Two hypotheticals on claim settlements


Here’s more on consideration in a different context.


Suppose the plaintiff and defendant are involved in an automobile accident in which the plaintiff is seriously injured.  The plaintiff claims that the defendant’s negligence caused the plaintiff’s injuries and the plaintiff sues for $1 million.  Both the plaintiff and defendant are vigorously represented, and the defendant argues that he is completely without fault.  The case is vigorously tried before a jury.  Before the jury comes back with a verdict, the plaintiff and his lawyers get nervous about walking away with nothing.  The defendant’s lawyers are also nervous about losing the whole $1 million.

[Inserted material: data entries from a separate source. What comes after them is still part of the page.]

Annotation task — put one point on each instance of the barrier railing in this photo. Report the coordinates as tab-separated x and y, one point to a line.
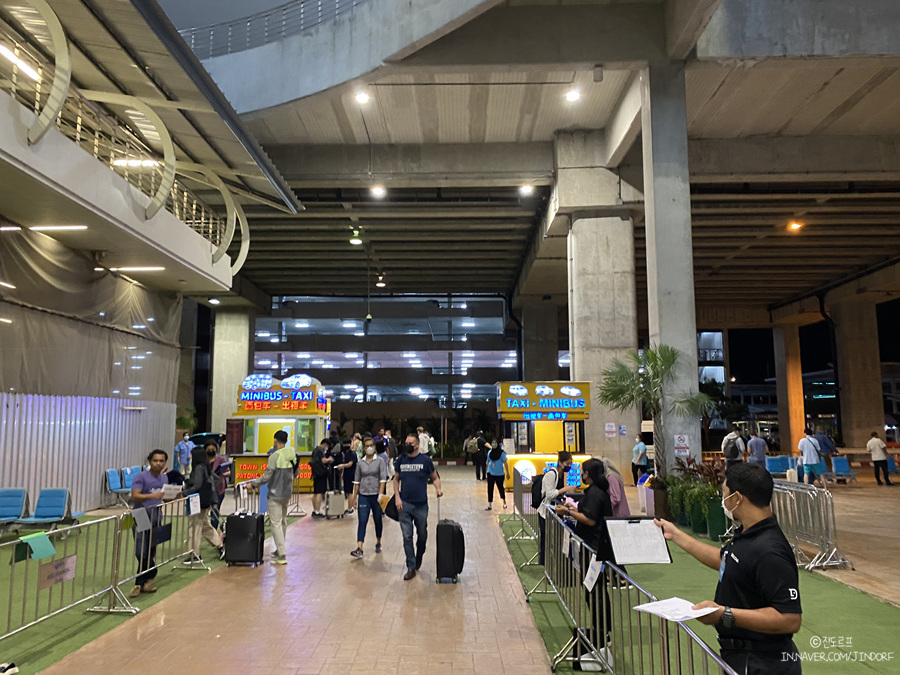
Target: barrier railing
27	80
91	561
805	514
260	29
607	630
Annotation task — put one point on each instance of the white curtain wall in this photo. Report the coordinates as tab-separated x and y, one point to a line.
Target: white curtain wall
70	441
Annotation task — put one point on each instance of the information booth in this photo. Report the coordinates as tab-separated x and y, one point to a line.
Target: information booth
539	420
296	405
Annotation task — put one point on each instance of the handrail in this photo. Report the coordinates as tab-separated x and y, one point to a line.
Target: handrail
260	29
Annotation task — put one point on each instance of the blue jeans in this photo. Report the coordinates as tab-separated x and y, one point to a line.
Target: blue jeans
368	503
418	514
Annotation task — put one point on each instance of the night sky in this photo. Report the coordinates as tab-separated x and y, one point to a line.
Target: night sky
752	352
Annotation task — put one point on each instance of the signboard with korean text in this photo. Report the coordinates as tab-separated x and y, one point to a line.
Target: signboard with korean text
544	401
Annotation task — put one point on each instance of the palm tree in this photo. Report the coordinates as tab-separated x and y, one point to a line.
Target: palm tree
641	381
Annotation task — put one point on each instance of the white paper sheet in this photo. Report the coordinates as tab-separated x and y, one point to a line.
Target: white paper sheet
674	609
637	541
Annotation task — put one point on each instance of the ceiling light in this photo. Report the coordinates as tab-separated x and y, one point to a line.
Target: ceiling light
24	67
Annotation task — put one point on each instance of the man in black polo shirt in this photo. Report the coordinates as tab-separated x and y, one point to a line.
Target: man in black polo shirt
757	599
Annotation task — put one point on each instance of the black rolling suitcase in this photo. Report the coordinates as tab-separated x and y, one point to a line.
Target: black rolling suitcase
451	549
245	534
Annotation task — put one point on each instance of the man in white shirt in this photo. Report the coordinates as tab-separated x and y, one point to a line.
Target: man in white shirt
813	466
877	448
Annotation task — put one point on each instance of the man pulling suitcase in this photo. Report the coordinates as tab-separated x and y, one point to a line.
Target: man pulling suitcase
413	469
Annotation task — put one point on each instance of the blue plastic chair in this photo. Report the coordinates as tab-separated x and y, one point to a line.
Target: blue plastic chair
115	487
54	507
13	505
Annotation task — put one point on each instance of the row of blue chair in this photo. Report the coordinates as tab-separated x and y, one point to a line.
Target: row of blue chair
53	508
119	484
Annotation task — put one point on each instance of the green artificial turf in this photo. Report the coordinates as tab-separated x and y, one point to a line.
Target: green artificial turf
844	630
51	640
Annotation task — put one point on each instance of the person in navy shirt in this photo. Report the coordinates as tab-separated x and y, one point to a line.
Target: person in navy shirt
412	471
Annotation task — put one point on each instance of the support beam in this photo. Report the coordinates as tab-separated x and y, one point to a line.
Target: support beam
685	22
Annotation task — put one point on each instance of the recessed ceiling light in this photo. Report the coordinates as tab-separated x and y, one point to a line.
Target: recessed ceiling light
56	228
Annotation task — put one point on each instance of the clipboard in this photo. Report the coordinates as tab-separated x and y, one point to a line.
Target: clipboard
637	541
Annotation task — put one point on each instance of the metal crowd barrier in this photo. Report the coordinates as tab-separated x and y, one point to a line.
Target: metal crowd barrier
607	630
805	514
91	561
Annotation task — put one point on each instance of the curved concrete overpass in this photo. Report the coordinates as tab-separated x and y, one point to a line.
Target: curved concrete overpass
337	52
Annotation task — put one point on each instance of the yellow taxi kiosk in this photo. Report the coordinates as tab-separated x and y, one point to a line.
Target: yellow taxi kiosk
542	418
296	405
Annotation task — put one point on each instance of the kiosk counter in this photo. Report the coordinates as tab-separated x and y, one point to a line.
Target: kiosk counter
296	405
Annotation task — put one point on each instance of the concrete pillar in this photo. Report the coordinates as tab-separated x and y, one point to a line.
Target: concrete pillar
667	213
789	387
603	322
232	361
859	367
540	348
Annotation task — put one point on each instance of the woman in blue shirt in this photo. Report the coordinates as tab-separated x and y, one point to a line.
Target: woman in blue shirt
497	469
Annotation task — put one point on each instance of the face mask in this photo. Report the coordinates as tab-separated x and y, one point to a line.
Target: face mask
728	512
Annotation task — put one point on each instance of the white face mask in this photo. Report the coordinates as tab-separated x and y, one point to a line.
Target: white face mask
729	513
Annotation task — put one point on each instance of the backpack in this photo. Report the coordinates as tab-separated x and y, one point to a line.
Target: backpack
731	450
537	490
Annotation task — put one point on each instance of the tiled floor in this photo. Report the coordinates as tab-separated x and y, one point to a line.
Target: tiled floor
326	613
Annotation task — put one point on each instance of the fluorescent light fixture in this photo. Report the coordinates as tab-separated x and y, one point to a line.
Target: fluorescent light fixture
135	163
24	67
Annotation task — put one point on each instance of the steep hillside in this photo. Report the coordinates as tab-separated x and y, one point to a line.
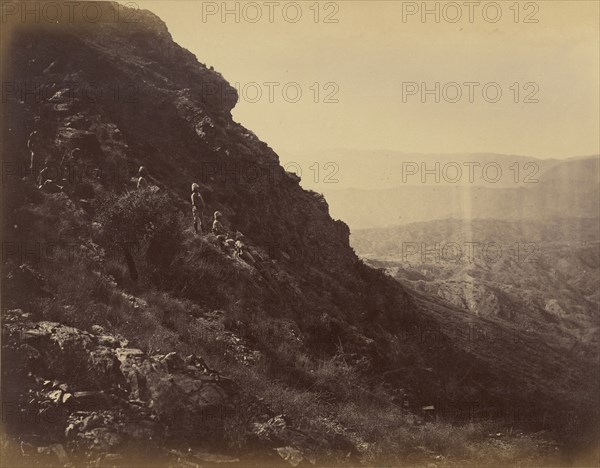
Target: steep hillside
115	303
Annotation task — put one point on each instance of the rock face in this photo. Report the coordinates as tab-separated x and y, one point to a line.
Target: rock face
75	396
99	397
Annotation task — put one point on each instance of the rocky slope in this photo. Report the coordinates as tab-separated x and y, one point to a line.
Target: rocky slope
325	358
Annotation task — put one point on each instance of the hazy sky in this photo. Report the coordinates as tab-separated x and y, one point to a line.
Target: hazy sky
367	60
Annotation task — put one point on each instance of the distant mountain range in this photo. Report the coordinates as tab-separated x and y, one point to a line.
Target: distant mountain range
561	189
538	276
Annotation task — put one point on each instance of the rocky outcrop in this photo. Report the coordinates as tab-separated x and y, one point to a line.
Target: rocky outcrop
91	397
107	395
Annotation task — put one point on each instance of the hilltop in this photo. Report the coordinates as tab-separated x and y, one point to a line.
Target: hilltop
302	354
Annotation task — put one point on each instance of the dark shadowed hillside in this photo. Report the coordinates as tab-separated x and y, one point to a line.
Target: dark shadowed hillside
125	334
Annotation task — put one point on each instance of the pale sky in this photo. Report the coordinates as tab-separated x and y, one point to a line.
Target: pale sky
372	54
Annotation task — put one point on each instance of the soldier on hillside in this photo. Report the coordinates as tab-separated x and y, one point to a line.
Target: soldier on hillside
142	178
33	145
197	208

The two sides come together and reach a compromise.  It is agreed that the plaintiff will surrender his claim in exchange for $400,000 paid by the defendant.  That’s done at 11 AM and then they go off to lunch.  The problem is that they forget to tell the judge and jury that they’ve settled the case.


The jury comes back with the defendant’s verdict and says there’s no liability at all, at which point the defendant says: “I don’t think I want to pay the $400,000 at all.”


Does the defendant have to pay?  The defendant would argue that the defendant gained no benefit and the plaintiff suffered no detriment.


Why do we make the defendant pay?  We want to allow the plaintiff and defendant to make settlements like this as a matter of public policy.


So, we will allow dropping valid lawsuits to be consideration.  But the problem is: what about invalid claims?


Suppose that we have Arnold running for Governor.  Ms. Itch[3] sues Arnold for emotional distress.  It’s a totally bogus claim, and that’s what Arnold says.  Itch says, “I don’t care, I’m suing anyway.”  She’s suing for $400,000 and Arnold promises to pay $200,000 for her to drop her claim.  This promise is not enforceable.  How come?  This is extortion.


The plaintiff knows that this is a bogus claim.  There is no “good faith” belief in this claim.  Itch knows that Arnold is at risk, and so she makes a credible threat to attempt to get money from Arnold.


So here are our policies: we want to encourage settlements out of court, but we want to discourage extortion.


Duncan v. Black


“The claim upon which settlement is based must be made in good faith [honestly].”


The Restatement Second says something quite similar.


There is a difference between the Duncan test and the Restatement test.


Duncan says that (1) the claim must be made in good faith and (2) the claim must have some substance.


On the other hand, the Restatement Second § 74 says you’ll have an enforceable settlement promise if either (1) the claim is in doubt due to uncertainty of law or fact, or (2) the plaintiff isn’t an extortionist, that is, the plaintiff believed the claim might be valid.  So with this test, you only need one or the other as opposed to both.


This is a very big, abstract doctrine of consideration.  It protects two policy interests: (1) the interest of enforcing socially useful settlement agreements and (2) the interest of preventing extortion.


Back to Class Notes

[1] If you want to fake an exchange to make a promise enforceable, don’t use a dollar or a penny.  Instead, trade something without a precise value or with sentimental value.  That probably won’t work either, but it has a better chance of working than the dollar.

[2] See Restatement (Second) of Contracts § 81.